Add virtual-memory based allocator #319

mawad-amd · 2026-01-19T03:53:49Z

Motivation

This PR adds a virtual memory-based allocator to replace the simple torch.empty-based heap allocation in Iris. The implementation uses HIP's vmem APIs to provide better control over GPU memory management and enables DMA-BUF IPC for multi-process memory sharing.

Technical Details

Test Plan

Test Result

Submission Checklist

Look over the contributing guidelines at https://github.com/ROCm/ROCm/blob/develop/CONTRIBUTING.md#pull-requests.

Copilot

Pull request overview

This PR adds a virtual memory-based allocator to replace the simple torch.empty-based heap allocation in Iris. The implementation uses HIP's vmem APIs to provide better control over GPU memory management and enables DMA-BUF IPC for multi-process memory sharing.

Changes:

Introduces C++/HIP virtual memory allocator with pybind11 bindings
Replaces simple heap allocation with sophisticated vmem-based allocation supporting free list reuse
Adds DMA-BUF file descriptor passing infrastructure for multi-process GPU memory sharing

Reviewed changes

Copilot reviewed 11 out of 12 changed files in this pull request and generated 20 comments.

Show a summary per file

File	Description
setup.py	Adds CMake build infrastructure for C++ extension
pyproject.toml	Adds CMake as build dependency
iris/iris.py	Integrates vmem allocator, replaces memory_pool with vmem_allocators, adds DMA-BUF sharing
iris/hip.py	Adds DMA-BUF export/import functions (currently unused)
iris/gpu_array_wrapper.py	New wrapper class exposing cuda_array_interface for vmem allocations
iris/fd_passing.py	New Unix domain socket utilities for file descriptor passing via SCM_RIGHTS
csrc/src/bindings.cpp	pybind11 bindings for vmem allocator
csrc/include/vmem_allocator.hpp	Core C++ virtual memory allocator implementation
csrc/include/gpu_array.hpp	GPU array interface utilities (appears unused)
cmake/CPM.cmake	CMake package manager for dependencies
.gitignore	Adds build artifacts and socket files to ignore list
.devcontainer/devcontainer.json	Changes remote user to root, removes features section

Copilot · 2026-01-19T04:02:42Z

iris/gpu_array_wrapper.py

+        return {
+            'version': 3,
+            'shape': self._shape,
+            'typestr': self._dtype_map[self._dtype_str],


If dtype_str is not in the _dtype_map, accessing cuda_array_interface will raise a KeyError with no helpful context. Add validation in init or provide a more informative error message when an unsupported dtype is encountered.

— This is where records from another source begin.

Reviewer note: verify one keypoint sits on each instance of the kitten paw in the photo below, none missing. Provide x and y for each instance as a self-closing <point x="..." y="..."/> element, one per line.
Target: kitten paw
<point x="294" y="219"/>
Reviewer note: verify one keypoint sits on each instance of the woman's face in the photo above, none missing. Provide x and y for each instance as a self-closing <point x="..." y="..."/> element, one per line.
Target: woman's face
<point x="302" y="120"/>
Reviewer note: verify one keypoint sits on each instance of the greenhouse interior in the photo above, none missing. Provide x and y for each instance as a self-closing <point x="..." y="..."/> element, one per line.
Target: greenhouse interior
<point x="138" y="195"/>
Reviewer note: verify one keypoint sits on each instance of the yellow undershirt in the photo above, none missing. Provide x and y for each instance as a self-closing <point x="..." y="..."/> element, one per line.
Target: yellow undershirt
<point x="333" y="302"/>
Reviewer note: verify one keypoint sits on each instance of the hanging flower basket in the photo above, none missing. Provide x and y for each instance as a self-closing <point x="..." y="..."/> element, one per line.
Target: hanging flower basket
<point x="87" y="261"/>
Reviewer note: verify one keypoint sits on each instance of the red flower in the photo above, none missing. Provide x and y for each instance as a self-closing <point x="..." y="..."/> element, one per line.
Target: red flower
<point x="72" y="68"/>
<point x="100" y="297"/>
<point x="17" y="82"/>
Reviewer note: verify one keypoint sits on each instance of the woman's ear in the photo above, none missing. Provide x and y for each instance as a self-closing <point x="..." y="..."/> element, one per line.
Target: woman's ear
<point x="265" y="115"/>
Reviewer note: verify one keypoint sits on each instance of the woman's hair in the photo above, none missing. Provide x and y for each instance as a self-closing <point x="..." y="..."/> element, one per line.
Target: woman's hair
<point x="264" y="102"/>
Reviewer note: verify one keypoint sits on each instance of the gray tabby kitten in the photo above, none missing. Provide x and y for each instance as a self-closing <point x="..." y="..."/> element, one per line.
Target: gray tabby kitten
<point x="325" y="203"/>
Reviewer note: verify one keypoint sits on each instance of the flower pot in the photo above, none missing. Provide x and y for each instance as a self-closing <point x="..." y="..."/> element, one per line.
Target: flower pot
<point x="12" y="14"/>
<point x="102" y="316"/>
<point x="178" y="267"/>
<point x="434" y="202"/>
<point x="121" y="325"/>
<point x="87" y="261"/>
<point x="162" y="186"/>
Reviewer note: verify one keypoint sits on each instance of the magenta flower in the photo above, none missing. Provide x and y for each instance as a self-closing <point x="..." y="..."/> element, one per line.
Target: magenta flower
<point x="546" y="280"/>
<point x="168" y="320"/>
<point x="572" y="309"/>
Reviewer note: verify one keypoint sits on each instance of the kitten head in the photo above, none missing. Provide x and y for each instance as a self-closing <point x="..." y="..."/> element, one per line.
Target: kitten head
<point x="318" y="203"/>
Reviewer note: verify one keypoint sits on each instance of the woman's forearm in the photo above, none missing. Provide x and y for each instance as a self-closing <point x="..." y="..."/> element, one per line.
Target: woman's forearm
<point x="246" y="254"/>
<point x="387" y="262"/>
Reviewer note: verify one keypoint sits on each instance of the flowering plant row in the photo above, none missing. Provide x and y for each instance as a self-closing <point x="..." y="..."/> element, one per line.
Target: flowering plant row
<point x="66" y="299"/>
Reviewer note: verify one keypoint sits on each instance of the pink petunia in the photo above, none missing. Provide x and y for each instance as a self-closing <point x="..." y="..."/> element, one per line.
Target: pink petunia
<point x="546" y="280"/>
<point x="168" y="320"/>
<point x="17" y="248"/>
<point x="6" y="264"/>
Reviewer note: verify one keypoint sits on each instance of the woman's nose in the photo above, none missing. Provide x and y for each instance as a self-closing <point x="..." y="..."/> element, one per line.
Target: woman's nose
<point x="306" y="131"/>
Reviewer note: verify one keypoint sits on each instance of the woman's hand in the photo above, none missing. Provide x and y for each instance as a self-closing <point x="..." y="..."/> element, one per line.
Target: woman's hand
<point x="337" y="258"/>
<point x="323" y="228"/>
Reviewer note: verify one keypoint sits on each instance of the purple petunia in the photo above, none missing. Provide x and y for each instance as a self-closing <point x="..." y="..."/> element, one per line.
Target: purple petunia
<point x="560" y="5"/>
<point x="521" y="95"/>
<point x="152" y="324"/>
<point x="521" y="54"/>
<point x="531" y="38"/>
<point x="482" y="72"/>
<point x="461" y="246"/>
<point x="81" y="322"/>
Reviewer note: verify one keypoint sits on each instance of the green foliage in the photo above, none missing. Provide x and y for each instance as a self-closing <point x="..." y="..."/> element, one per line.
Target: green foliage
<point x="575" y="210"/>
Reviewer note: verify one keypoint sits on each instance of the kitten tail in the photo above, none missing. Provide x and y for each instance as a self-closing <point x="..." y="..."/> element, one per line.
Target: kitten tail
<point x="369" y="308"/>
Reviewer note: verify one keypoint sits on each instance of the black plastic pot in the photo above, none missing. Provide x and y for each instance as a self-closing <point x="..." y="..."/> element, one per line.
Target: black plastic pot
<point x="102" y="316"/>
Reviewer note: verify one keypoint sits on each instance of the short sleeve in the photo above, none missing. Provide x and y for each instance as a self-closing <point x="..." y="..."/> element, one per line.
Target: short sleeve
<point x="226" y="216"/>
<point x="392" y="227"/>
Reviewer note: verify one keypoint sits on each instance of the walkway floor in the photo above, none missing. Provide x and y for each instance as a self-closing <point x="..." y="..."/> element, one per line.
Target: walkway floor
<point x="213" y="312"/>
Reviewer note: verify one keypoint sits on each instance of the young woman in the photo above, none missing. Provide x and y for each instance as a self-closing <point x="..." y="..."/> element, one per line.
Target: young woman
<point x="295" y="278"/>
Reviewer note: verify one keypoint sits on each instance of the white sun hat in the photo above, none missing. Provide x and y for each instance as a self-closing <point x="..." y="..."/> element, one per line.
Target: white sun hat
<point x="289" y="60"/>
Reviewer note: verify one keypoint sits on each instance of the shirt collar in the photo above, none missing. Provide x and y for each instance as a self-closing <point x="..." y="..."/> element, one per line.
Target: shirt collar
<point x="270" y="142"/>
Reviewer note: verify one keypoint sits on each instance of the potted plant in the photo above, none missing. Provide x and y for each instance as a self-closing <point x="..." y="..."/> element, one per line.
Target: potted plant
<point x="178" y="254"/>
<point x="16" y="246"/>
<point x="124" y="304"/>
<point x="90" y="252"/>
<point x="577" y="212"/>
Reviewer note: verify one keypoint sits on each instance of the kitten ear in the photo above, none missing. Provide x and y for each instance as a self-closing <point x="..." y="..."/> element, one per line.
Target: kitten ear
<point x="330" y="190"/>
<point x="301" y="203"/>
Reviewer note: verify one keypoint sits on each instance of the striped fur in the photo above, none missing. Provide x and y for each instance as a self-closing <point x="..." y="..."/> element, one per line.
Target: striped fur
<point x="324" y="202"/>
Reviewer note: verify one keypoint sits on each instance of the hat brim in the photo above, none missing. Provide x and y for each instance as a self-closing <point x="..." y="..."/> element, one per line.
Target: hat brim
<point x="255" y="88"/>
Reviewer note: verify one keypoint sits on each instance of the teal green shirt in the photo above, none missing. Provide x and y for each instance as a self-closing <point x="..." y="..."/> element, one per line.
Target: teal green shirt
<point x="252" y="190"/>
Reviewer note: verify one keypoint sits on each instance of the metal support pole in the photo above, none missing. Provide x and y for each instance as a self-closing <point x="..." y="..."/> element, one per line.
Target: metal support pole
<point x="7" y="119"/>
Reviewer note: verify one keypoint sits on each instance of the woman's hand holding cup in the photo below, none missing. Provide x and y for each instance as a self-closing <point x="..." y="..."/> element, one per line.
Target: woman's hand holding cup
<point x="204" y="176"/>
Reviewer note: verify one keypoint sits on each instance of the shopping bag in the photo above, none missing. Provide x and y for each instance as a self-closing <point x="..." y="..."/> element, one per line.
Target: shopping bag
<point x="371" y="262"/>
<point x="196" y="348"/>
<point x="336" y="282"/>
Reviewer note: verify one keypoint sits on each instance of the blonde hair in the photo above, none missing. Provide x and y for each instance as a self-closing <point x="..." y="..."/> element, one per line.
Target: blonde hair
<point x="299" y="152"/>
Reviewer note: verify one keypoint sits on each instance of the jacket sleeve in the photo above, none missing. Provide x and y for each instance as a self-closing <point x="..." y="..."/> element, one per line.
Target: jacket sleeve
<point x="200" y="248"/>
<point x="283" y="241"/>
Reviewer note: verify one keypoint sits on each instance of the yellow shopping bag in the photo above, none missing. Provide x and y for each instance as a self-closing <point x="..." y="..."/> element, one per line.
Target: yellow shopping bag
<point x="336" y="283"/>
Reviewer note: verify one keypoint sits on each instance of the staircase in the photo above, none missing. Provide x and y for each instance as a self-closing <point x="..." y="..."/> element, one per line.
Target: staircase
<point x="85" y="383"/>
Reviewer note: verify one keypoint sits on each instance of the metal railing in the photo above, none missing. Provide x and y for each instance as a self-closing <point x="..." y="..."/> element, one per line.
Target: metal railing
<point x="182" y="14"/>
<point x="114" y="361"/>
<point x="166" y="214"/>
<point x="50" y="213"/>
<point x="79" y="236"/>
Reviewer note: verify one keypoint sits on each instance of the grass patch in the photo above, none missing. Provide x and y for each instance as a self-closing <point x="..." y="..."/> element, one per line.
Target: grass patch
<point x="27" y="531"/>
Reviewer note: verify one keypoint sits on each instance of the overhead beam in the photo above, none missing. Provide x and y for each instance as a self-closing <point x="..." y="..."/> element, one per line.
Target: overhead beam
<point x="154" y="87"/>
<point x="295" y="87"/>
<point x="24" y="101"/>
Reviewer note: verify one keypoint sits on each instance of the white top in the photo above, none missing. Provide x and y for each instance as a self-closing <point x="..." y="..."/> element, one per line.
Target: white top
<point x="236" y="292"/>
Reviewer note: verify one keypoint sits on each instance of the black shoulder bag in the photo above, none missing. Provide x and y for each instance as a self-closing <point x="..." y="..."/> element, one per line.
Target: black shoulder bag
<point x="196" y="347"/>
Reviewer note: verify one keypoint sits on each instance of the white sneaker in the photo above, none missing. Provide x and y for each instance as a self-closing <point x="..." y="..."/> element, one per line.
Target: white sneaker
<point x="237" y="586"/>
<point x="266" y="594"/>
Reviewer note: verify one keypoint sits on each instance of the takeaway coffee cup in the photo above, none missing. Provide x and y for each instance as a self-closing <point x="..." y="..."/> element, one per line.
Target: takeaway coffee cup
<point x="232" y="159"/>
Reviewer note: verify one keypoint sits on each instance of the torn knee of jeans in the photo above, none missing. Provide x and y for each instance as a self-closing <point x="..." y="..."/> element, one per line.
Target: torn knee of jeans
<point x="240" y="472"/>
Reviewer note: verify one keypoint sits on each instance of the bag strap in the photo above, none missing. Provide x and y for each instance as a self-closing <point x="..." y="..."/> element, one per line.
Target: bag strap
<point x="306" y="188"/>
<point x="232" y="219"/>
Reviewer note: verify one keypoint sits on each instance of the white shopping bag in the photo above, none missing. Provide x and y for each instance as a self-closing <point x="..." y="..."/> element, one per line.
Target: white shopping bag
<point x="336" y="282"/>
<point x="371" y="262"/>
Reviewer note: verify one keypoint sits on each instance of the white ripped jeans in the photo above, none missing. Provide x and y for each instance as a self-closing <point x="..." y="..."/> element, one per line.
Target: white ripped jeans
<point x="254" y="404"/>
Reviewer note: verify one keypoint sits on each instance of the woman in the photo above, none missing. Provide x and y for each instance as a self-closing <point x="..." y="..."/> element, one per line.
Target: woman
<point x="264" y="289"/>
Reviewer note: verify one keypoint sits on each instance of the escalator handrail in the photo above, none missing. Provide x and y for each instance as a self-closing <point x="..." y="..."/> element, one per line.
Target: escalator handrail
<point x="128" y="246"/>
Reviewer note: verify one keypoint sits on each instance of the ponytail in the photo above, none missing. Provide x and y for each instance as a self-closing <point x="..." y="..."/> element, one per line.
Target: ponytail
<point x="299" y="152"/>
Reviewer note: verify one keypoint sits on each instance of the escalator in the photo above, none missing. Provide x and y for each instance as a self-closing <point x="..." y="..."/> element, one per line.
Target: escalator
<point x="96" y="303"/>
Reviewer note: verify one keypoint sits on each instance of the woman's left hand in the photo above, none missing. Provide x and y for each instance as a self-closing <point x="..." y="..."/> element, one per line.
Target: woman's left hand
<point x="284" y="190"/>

Copilot · 2026-01-19T04:02:42Z

iris/iris.py

+                if peer_offset != offset or peer_size != int(size):
+                    self.warning(
+                        f"Offset/size mismatch for peer {peer}: "
+                        f"local(offset={offset}, size={int(size)}) vs "
+                        f"peer(offset={peer_offset}, size={peer_size})"
+                    )

-        if self.heap_offset + aligned_size > self.heap_size:
-            raise MemoryError("Heap out of memory")
+                # Import peer allocation into our VA at the *peer's* base+offset (remote address model).
+                peer_base = int(self.heap_bases[peer].item())
+                target_va = peer_base + peer_offset
+                self.vmem_allocators[peer].import_dmabuf_at(int(target_va), int(peer_fd), int(peer_size))


The offset/size mismatch check logs a warning but continues execution. This could lead to silent corruption in multi-rank scenarios where allocators diverge. Consider making this a critical error that terminates execution, or add a mechanism to synchronize and recover from allocation order mismatches.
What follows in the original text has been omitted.